Doktor olduğunu bildiğim adam elindeki siyah çantasından iğne ve küçük, içinde beyaz sıvı olan bir şişe çıkarmıştı. Yanıma yaklaşıp, yavaşça kolumdan tuttu.

"Bir haftaya sargılarını çıkarırız ama her gün pansuman yapılmalı. Ben her sabah gelir yaparım. Sen de iş falan mümkün olduğunca yapmamalısın. Tamam mı?"

İğneden korkmazdım. O yüzden hafif acısından yüzümü ekşitip cevap vermiştim

"Tamam ama ev işleri nolucak?

Ali "sen bunları kafana takma, Efsun. Dinlen sadece."

Başımı usulca salladım.

"Tamam o zaman ben çıkıyorum sende iyice dinlen. İyi geceler"

"İyi geceler. Ellerim için teşekkür ederim, Doktor bey."

"Rica ederim. Ayrıca bana Alp demen yeterli. Tekrar iyi geceler"

Kapıya yürüyüp dışarı çıkmıştı. Ali'yle tekrar yalnız kalmıştık.

Neden gözlerini benden hiç ayırmadan bakıyor? Anlayamıyordum.
Hem benim üzerimi değiştimem lazımdı. Ellerim bu haldeyken nasıl yapacaktım.

"Şeyy... benim üzerim ne olacak? Böyle yatamam..?" Mırın kırın ederek söylemiş, gözlerimi maviliklerine dikmiştim.

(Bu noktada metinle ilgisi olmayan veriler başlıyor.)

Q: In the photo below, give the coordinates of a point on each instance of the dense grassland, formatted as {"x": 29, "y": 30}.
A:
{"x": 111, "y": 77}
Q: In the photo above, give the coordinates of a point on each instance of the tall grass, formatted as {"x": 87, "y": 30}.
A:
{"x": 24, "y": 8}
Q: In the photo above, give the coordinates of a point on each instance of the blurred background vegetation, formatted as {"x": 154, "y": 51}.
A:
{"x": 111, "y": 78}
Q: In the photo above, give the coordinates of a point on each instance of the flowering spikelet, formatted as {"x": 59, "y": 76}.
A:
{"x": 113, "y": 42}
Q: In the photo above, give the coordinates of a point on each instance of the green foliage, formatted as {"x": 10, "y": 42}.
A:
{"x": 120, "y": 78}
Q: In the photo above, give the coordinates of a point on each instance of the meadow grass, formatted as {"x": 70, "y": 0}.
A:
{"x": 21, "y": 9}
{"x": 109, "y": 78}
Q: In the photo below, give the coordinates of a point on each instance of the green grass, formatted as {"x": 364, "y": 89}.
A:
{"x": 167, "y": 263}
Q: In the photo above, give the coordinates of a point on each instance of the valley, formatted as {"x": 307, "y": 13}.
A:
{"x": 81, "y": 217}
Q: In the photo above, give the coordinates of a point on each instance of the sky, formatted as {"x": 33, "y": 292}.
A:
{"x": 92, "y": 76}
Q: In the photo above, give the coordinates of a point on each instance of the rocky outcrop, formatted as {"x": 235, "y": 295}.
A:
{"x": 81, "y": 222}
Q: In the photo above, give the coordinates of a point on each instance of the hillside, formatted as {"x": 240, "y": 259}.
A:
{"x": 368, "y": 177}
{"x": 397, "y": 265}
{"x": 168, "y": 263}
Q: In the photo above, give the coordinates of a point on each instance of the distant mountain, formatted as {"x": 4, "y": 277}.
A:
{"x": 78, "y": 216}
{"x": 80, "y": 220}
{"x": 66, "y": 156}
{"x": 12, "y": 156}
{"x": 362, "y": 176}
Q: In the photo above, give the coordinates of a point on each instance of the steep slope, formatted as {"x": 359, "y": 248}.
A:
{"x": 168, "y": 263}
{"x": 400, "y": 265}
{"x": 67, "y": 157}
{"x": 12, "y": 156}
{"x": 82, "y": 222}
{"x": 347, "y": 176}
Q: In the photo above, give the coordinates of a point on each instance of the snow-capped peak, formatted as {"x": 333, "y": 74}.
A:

"Tuğçe'yi çağıracağım. O değiştirmende yardımcı olur. Sen sakın kıpırdama, bekle!"

"Tamam." ardından vücudumu bir kez süzüp yataktan kalktı. Arkasına bakmadan dışarı çıkmıştı. Odada tekrardan yalnız kalmıştım. Ellerimin acısının, Alp'in yaptığı ağrı kesici iğne sayesinde azaldığını hissediyor gibiydim. Etkisini gösteriyor olmalı.

Aniden kapım açılınca ürktüm. Gözlerim kapıya çevrildiğinde, gelenin Tuğçe olduğunu fark ettim.

Ellerime sıcak suyu kesinlikle bilerekten döktü. Aksi takdir de bunun yanlışlıkla yapabileceğini sanmıyorum. Bardağı doldururken yavaşça değil, bir anda eğdiğinden kapağı açılmış ve ellerim kaynar sudan nasibini almıştı.